Joe was a mentor to several generations of faculty, both at Massachusetts General Hospital (MGH) and at other institutions. He worked closely with junior clinical investigators who now themselves mentor the next generation of clinician scientists. The MGH Division of Child Psychiatry is a testament to Joe’s decades-long inspirational leadership, during which, at every turn, he guided the fulfillment of our faculty’s collective work.

Joe was a master clinician to whom colleagues and friends would send their most severely ill children knowing he would apply his vast clinical wisdom to help craft a path to better emotional well-being for a young person in need. In addition to his exceptional competence as a psychopharmacologist, he was highly regarded as an empathic physician who was beloved by his patients and their families. He never steered from the clinical care of children with serious mental illness. He derived great joy from the management of pediatric psychiatric illnesses and saw clinical work as the essential means of uncovering the most important research questions which, when answered, provided the needed precise treatment for child psychiatric disorders. He reminded us daily of the need to support families—not blame them—for the psychiatric illness affecting their children. He continually taught us to listen to our patients, to observe, to generate solutions, and to innovate, all to better the lives of those sitting across from us.
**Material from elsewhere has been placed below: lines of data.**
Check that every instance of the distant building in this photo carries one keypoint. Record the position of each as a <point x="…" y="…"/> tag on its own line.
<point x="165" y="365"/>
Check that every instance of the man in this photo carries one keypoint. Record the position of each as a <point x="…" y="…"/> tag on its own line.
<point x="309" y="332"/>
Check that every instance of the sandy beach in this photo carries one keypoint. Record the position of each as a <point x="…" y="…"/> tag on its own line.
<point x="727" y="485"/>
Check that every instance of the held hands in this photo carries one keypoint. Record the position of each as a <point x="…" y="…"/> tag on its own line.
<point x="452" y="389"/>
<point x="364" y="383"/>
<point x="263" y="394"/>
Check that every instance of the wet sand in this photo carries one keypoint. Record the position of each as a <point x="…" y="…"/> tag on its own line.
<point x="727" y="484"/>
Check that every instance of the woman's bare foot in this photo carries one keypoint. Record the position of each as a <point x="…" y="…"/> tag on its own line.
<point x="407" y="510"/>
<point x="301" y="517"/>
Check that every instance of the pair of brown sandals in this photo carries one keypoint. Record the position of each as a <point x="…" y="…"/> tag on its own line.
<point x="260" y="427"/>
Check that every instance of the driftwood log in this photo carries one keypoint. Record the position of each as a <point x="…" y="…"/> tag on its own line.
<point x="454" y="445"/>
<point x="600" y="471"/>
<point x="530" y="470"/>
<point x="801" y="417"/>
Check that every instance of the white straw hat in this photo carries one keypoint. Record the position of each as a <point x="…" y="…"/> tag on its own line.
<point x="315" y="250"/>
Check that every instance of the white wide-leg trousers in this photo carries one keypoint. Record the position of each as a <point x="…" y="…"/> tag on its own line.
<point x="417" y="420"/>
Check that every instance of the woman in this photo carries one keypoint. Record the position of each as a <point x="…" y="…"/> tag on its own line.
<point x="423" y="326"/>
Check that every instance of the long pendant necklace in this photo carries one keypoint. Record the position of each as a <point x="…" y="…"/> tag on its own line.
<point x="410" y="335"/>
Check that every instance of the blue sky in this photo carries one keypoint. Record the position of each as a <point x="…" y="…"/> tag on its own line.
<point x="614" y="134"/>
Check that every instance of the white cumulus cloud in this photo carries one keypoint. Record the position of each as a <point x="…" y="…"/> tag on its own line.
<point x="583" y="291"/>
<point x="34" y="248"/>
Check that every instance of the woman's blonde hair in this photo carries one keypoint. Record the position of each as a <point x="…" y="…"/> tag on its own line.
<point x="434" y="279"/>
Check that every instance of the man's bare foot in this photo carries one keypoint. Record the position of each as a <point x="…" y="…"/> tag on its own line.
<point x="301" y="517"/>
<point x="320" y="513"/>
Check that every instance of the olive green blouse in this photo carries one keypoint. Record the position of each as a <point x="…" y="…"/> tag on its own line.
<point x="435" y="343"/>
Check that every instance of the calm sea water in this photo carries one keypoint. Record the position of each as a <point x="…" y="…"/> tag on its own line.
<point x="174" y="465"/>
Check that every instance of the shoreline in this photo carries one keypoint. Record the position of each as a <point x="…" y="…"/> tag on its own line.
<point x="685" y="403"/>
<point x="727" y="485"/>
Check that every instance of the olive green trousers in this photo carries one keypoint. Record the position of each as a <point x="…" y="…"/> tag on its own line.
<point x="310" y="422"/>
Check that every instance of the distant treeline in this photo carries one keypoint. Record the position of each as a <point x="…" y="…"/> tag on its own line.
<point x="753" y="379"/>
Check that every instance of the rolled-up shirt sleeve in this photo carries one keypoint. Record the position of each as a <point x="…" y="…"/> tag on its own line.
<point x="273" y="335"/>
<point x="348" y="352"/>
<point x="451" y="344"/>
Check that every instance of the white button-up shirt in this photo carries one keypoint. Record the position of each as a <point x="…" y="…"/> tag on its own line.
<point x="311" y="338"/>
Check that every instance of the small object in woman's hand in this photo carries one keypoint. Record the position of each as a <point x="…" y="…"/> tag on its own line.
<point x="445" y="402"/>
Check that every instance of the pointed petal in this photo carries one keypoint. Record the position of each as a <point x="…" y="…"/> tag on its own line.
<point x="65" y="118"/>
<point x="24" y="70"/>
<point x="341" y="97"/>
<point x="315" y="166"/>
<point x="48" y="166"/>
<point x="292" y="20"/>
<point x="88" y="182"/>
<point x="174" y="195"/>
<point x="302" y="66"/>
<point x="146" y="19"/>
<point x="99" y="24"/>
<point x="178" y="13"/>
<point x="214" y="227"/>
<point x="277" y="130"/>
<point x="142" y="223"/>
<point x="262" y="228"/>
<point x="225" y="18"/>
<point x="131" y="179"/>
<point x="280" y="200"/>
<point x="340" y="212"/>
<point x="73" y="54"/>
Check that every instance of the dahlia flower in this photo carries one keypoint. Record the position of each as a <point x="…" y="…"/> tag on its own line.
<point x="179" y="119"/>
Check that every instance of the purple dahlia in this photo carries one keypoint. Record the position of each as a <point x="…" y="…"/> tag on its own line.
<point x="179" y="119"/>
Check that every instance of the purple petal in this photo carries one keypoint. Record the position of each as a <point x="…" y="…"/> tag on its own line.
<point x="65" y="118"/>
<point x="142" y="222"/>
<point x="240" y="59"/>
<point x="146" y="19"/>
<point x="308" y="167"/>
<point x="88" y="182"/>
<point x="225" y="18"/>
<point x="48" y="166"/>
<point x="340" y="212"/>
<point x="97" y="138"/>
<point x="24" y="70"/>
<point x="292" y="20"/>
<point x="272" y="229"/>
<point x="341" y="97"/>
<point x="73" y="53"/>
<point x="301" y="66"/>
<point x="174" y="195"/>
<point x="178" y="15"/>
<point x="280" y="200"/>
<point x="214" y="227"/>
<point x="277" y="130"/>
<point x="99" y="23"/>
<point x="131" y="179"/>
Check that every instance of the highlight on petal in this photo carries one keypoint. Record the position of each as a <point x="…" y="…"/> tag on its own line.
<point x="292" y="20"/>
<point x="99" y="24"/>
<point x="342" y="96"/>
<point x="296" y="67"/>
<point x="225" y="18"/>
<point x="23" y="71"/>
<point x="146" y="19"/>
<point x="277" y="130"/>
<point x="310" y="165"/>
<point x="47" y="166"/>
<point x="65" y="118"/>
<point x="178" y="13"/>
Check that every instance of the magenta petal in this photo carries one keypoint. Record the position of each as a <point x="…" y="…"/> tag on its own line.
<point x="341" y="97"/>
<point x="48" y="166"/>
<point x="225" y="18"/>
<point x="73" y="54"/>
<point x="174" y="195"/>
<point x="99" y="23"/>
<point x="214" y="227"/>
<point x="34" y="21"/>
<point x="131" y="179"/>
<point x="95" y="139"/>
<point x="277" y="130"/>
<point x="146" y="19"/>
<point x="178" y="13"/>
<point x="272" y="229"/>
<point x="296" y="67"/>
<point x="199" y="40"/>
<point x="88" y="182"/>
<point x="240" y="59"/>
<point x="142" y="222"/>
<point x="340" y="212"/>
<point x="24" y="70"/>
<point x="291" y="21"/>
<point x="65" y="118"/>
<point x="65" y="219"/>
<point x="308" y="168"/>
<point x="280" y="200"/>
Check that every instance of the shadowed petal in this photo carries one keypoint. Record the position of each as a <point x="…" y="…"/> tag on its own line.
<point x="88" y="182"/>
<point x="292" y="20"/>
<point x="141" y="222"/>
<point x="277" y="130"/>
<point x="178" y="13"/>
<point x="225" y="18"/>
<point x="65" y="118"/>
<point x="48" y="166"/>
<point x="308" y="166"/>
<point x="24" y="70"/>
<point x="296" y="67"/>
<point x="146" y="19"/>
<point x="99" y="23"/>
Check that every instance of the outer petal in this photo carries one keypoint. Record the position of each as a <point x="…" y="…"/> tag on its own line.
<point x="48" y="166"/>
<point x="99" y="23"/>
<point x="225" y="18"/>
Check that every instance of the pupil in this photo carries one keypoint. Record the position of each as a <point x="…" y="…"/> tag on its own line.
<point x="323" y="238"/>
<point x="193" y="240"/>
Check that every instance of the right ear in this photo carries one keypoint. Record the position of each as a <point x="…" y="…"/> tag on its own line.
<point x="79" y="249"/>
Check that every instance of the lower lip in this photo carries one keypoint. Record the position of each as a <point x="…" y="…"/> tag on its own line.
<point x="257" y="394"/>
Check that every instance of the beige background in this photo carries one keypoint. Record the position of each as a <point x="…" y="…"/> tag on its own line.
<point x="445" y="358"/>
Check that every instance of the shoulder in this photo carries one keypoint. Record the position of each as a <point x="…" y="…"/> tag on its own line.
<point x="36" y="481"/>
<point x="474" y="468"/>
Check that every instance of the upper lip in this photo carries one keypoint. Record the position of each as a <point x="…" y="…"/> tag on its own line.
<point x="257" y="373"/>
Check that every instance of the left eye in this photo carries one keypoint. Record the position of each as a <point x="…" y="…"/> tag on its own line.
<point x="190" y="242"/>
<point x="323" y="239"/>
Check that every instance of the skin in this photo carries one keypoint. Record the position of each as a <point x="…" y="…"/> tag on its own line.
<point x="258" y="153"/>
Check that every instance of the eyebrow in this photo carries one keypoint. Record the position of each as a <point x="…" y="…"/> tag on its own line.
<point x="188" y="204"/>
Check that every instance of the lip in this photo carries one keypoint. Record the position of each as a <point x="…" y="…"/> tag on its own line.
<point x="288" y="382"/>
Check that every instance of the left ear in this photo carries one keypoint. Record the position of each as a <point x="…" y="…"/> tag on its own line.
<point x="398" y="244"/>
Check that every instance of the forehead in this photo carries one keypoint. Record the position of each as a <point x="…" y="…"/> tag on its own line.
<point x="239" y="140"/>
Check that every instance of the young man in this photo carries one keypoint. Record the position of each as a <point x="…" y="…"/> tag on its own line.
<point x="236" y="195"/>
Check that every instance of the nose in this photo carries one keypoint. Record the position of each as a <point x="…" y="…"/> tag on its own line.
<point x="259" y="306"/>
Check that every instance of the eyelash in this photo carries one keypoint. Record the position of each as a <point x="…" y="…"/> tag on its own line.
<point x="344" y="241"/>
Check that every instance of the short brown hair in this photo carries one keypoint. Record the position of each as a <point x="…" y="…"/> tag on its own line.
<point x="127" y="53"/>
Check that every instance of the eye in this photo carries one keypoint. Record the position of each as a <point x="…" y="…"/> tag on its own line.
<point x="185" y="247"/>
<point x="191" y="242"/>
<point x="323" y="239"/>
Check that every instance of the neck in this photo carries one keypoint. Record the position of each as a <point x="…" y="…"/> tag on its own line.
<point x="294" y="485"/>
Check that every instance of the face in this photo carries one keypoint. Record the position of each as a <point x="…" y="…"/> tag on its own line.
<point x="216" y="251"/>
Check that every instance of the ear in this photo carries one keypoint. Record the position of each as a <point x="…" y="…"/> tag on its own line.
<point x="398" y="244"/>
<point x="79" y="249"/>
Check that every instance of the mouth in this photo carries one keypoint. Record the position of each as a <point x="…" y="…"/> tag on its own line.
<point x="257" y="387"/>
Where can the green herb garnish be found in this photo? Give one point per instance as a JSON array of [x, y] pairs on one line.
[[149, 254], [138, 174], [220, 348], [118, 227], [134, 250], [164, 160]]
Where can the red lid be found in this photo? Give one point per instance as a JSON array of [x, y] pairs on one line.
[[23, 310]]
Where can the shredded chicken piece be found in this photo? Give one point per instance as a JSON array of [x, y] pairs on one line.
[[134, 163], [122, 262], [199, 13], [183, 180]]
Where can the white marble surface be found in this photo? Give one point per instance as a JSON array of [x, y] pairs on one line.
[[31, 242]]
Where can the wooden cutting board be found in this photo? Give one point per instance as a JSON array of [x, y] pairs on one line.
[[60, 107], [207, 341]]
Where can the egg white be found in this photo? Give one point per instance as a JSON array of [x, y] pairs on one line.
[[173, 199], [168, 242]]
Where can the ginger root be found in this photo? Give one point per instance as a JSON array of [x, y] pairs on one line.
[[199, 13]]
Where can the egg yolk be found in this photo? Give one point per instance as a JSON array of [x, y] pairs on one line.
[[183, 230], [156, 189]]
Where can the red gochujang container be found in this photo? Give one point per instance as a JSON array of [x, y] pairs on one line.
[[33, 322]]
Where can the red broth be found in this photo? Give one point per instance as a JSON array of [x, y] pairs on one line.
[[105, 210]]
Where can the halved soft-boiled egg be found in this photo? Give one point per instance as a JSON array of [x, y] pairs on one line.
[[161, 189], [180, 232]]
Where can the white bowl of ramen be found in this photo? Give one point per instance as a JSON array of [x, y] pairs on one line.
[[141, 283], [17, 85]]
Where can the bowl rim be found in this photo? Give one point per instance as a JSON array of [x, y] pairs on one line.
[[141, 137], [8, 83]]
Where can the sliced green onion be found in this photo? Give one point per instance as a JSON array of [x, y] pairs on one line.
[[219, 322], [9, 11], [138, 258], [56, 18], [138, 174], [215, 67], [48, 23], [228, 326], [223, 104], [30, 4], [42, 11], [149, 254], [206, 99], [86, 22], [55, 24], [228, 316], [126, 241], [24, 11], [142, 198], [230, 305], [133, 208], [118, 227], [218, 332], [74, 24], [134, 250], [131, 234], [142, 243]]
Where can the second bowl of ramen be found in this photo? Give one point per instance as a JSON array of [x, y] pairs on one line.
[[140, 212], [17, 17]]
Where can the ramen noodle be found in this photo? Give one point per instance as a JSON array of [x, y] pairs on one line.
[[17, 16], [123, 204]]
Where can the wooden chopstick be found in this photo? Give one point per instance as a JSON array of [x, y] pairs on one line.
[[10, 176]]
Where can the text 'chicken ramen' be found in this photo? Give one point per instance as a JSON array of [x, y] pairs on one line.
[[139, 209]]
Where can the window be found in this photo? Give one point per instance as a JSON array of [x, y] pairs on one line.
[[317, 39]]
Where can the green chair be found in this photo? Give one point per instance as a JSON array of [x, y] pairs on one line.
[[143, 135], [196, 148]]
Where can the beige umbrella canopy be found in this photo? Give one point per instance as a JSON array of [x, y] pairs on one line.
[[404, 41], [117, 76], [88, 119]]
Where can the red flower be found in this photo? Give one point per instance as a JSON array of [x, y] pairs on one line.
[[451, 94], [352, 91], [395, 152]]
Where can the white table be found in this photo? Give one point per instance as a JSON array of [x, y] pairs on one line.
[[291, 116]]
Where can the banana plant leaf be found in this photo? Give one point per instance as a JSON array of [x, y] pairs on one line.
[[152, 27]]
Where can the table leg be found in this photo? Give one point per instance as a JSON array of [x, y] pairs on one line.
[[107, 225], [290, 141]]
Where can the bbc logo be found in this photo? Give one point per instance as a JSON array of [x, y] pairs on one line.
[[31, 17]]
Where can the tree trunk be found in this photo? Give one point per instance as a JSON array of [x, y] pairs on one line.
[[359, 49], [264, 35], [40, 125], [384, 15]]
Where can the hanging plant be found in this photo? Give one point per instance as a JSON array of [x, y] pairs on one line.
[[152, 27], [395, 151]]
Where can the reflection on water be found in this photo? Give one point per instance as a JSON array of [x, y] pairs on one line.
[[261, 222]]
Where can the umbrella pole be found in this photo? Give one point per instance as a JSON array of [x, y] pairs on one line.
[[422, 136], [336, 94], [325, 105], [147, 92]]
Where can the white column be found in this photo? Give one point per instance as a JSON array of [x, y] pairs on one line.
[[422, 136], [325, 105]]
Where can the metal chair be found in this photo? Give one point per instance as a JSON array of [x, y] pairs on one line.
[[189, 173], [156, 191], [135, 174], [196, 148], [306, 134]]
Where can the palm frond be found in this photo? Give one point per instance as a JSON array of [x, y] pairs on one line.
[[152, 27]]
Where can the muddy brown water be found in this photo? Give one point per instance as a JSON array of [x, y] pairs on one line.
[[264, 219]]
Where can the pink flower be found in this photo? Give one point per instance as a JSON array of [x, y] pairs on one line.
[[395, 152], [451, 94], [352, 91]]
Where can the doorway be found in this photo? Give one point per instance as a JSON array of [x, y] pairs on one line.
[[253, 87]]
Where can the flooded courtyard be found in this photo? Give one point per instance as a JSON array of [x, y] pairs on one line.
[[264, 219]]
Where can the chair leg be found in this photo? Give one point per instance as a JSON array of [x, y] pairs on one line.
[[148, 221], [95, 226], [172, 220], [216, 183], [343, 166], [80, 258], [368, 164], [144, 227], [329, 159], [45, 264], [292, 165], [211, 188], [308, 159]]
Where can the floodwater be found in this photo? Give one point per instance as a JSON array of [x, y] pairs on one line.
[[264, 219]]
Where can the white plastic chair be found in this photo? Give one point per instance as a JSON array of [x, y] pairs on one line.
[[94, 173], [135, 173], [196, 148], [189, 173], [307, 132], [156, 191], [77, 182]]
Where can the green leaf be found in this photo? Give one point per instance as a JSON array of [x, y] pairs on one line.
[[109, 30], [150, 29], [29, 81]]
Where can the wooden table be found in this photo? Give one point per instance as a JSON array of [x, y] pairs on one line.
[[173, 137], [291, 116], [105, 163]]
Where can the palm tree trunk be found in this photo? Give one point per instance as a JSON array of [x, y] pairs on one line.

Joe’s accomplishments, too many to mention here, have collectively left an indelible body of work, impacting clinicians, researchers, and countless patients and their families. While we mourn the passing of our witty, passionate, bold, and brilliant friend and colleague, let us also celebrate Joe as a pioneer and maverick in the field of child psychiatry and a fierce advocate for his patients and their families. For those of us who credit Joe with our careers, our successes past, present, and future honor him. To continue without him is unthinkable, but, with heavy hearts, we carry on the endless work of psychiatry, knowing that is what he would want us to do.